Deadline Date: 28 February 2026
The growing intensity and frequency of extreme climate events, such as global temperature rise, heavy rainfall, and prolonged droughts, have led to an increase in geological disasters worldwide. Regions like Shanxi Province in China's Yellow River Basin are particularly vulnerable due to their unique geography and climate. Human activities, especially fossil fuel burning, have intensified global warming and contributed to the rising concentrations of atmospheric carbon dioxide. Mathematical models play a crucial role in understanding and predicting climate changes, from large-scale phenomena to urban heat island effects. However, despite advances in climate modeling, challenges remain in accurately predicting geological disasters, with many models limited by insufficient data, complex parameters, and technological constraints. To address these issues, interdisciplinary collaboration is needed to enhance model accuracy and improve data integration, simplification, and application in real-world decision-making. The aim of this Special Issue is to showcase multi-scale mathematical models and optimization techniques for climate change adaptation, urban planning, and disaster resilience. Contributions focusing on optimization methods, data integration, and simplification of model outcomes are highly encouraged, with the goal of advancing the predictive power of climate models for better disaster management and policy-making.
Suggested themes:
- Agent-Based Multi-Scale Modeling for Climate-Induced Migration Prediction.
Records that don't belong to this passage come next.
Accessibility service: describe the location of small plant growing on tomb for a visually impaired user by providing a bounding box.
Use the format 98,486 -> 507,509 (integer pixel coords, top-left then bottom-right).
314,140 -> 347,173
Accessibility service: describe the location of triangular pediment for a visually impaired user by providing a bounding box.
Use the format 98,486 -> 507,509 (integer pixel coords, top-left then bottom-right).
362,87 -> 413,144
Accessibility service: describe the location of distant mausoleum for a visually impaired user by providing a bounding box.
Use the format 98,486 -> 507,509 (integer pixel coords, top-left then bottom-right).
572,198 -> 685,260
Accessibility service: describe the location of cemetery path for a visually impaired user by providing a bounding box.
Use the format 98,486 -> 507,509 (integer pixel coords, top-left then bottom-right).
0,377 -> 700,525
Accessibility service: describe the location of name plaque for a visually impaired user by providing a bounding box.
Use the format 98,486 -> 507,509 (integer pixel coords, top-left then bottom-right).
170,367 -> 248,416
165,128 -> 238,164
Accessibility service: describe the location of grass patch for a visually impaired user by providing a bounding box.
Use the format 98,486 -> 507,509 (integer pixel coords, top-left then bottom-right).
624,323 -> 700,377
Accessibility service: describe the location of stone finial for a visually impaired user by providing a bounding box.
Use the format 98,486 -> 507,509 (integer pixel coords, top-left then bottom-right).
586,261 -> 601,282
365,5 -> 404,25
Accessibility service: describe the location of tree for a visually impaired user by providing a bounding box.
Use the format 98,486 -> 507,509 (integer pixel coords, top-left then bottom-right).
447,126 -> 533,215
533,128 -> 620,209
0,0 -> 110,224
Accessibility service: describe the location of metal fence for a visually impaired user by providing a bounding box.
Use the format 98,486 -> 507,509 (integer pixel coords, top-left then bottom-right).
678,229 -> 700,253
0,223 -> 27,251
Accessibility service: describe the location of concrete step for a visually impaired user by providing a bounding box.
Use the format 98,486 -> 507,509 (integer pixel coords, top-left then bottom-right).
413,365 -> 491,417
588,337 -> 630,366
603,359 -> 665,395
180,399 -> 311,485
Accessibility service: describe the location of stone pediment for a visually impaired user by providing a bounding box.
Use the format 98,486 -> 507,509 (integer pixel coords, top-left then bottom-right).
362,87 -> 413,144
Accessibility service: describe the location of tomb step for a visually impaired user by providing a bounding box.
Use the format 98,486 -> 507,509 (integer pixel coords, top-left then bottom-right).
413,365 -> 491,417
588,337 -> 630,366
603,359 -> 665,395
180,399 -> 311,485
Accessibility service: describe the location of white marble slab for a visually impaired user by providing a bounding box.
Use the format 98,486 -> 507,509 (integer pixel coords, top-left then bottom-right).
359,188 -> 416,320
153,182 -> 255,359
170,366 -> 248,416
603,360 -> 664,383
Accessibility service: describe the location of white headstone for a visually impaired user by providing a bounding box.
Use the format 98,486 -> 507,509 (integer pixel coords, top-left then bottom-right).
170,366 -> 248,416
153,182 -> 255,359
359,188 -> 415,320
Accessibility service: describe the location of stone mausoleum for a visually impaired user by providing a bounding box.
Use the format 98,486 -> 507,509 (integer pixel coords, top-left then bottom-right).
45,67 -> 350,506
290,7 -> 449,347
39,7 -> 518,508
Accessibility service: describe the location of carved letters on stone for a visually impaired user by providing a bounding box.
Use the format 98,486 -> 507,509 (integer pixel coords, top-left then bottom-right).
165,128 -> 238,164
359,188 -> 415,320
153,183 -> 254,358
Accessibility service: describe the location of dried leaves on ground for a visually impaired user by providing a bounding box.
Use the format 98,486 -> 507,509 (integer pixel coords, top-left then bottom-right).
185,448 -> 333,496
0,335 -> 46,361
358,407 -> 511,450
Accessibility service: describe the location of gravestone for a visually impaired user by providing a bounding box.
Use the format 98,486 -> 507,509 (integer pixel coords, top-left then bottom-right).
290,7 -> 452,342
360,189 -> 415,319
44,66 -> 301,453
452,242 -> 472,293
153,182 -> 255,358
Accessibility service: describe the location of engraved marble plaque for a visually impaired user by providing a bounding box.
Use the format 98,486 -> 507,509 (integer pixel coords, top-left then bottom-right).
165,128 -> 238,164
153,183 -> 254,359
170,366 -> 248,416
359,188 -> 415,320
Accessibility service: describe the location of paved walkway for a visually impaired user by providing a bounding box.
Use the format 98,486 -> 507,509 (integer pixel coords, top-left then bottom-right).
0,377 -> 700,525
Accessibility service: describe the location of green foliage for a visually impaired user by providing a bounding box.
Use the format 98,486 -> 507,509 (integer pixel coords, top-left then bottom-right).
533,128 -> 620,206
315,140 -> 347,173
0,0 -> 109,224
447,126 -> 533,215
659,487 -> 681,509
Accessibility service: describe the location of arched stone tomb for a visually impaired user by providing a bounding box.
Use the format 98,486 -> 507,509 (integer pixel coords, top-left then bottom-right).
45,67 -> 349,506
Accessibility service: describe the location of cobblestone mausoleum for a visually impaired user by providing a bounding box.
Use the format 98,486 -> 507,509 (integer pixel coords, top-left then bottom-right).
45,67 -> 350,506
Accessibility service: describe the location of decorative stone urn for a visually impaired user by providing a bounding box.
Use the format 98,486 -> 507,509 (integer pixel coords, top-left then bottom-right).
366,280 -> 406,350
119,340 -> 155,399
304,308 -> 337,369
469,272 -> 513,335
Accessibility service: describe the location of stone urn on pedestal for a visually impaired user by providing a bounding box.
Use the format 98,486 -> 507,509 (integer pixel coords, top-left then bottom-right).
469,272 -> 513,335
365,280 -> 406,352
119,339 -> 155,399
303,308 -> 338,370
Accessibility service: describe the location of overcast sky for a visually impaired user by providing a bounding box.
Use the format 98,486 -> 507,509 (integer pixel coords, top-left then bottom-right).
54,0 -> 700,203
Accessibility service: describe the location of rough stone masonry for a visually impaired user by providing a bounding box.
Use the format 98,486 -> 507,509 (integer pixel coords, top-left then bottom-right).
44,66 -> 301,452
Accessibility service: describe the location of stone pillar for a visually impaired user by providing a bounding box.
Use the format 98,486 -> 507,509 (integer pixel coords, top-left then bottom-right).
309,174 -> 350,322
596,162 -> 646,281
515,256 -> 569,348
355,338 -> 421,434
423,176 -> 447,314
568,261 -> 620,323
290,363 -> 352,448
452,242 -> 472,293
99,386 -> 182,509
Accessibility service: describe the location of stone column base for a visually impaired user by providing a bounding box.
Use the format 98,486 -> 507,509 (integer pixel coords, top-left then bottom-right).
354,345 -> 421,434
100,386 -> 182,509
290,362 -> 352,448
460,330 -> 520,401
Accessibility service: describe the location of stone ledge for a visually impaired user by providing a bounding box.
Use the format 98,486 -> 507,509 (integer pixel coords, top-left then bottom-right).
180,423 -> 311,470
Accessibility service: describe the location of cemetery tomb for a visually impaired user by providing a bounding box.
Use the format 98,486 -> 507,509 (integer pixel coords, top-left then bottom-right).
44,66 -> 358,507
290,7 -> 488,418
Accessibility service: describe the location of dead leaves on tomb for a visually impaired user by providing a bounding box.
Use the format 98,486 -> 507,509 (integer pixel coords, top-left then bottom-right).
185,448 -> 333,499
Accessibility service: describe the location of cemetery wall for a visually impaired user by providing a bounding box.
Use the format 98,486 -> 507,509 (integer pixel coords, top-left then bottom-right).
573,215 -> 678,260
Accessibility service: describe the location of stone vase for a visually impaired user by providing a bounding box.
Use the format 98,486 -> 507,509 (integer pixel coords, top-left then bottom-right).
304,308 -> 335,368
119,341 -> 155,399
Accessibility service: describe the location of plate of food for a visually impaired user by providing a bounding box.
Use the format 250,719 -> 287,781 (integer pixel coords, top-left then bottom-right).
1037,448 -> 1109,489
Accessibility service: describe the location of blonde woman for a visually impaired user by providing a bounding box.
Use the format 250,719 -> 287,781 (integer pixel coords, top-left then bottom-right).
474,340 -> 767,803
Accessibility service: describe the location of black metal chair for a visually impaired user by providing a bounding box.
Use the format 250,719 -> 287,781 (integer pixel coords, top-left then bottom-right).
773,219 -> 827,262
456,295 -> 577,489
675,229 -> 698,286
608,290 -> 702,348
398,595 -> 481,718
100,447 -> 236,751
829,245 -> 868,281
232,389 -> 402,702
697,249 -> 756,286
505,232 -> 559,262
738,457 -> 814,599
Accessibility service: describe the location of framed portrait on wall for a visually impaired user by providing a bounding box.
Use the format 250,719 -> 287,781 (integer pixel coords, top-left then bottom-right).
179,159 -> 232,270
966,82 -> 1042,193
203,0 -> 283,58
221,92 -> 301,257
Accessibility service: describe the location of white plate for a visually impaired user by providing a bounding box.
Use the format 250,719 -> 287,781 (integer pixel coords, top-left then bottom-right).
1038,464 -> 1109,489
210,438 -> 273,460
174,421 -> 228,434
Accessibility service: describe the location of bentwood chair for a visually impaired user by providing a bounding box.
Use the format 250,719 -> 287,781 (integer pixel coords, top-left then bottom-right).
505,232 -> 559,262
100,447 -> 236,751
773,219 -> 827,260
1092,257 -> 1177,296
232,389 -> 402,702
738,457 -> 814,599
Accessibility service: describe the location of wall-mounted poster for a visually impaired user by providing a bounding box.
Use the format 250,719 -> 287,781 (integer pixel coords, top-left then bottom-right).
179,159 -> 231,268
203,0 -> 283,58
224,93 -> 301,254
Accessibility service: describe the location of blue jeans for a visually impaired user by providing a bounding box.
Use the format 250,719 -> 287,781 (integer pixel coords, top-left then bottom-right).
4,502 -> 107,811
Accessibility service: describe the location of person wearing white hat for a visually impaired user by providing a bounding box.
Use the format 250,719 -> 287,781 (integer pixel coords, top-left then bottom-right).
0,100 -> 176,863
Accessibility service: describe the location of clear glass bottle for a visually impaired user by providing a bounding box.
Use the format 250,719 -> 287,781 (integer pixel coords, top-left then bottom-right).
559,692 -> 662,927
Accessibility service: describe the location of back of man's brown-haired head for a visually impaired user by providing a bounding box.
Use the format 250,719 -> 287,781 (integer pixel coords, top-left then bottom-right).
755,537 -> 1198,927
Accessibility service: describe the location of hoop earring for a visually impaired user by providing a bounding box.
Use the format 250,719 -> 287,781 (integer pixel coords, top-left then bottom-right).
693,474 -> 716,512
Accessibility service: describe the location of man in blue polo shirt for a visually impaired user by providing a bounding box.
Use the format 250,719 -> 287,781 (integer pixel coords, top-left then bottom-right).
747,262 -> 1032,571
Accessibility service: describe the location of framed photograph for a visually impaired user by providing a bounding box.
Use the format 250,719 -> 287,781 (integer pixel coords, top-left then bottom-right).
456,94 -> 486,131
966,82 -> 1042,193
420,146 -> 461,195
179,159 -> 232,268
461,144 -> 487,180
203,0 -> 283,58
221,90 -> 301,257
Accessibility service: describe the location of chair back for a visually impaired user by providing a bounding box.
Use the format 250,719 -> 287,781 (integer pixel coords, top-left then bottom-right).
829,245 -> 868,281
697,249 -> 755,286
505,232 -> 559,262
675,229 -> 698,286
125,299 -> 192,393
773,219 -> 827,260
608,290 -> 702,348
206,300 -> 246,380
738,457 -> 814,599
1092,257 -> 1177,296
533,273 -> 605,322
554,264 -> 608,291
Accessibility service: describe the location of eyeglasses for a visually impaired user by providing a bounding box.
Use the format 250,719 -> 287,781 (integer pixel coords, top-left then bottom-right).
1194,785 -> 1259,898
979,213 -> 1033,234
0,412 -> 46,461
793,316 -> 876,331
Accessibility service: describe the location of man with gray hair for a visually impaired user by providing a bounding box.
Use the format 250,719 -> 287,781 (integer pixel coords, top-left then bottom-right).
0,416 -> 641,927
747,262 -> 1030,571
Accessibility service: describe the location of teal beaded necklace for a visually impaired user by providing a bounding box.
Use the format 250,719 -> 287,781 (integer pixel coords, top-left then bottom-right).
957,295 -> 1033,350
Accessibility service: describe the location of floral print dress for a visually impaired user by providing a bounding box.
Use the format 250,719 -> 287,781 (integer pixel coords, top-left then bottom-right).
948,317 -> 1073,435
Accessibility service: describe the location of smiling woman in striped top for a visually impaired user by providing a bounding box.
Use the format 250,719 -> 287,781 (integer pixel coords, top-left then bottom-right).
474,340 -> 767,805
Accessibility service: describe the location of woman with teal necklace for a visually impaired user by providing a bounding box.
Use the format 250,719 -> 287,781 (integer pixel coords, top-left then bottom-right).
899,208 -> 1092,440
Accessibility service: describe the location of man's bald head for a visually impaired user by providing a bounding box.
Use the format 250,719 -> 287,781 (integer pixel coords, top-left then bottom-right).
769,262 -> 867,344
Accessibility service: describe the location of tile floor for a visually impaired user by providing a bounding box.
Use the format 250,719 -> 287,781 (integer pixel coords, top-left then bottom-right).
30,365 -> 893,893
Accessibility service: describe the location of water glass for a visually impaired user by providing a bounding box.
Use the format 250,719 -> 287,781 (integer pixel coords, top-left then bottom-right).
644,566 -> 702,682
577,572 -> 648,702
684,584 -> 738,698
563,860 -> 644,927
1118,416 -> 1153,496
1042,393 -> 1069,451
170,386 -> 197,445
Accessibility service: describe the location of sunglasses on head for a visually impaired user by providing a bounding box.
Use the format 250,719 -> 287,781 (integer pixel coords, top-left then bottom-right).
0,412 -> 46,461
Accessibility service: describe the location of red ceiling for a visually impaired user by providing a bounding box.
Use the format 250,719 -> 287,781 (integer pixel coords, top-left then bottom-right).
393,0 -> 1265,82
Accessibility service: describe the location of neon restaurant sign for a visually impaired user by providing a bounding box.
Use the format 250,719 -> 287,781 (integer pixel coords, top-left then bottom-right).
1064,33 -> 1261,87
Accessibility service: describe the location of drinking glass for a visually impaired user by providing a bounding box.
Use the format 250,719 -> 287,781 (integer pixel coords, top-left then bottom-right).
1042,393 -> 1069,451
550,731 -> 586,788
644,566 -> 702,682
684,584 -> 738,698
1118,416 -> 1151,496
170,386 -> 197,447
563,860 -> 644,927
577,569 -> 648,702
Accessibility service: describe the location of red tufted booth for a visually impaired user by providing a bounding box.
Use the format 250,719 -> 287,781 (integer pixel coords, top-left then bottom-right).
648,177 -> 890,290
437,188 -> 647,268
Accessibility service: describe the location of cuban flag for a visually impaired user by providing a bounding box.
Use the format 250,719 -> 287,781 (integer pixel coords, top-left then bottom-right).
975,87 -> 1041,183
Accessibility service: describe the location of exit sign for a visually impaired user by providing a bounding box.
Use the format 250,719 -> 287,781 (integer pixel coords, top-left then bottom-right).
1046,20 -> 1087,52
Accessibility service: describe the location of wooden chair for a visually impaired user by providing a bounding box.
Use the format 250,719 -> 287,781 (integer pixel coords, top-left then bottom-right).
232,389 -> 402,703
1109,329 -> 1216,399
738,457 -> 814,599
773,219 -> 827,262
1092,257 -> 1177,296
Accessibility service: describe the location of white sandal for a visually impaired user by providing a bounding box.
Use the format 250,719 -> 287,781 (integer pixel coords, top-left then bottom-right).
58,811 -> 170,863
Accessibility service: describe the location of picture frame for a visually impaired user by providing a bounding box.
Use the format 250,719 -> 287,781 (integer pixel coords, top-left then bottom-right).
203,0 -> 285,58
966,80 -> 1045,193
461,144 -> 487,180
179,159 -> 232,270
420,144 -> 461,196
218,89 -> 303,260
- Stochastic Modeling of Spatiotemporal Climate Variability in Coastal Ecosystems.
- Partial Differential Equation-Based Simulation of Global Temperature Dynamics.
- Sensitivity Analysis for Multi-Objective Climate Adaptation Strategy Optimization.
- Deep Learning-Augmented Earth System Models for Predicting Greenhouse Gas Emissions.
- Integrating OpenFOAM Simulations with Remote Sensing for Urban Heat Island Analysis.
- Optimization of Renewable Energy Infrastructure in Smart Cities Using Genetic Algorithms.
- Geo-Spatial Big Data Analytics Using Google Earth Engine for Climate Impact Visualization.
- High-Performance Computing for Regional Climate Modeling Using COMSOL Multiphysics.
- Leveraging Apache Spark for Scalable Climate Data Processing in Predictive Analytics.
- Modeling Agricultural Yield Under Climate Stress Using Machine Learning-Enhanced Simulations.
- Predictive Simulation of Biodiversity Loss Due to Temperature and Habitat Shifts.
- Modeling the Socioeconomic Impact of Climate Change on Food Security in Sub-Saharan Africa.
- Ecosystem Service Degradation Modeling in Response to Long-Term Climate Stressors.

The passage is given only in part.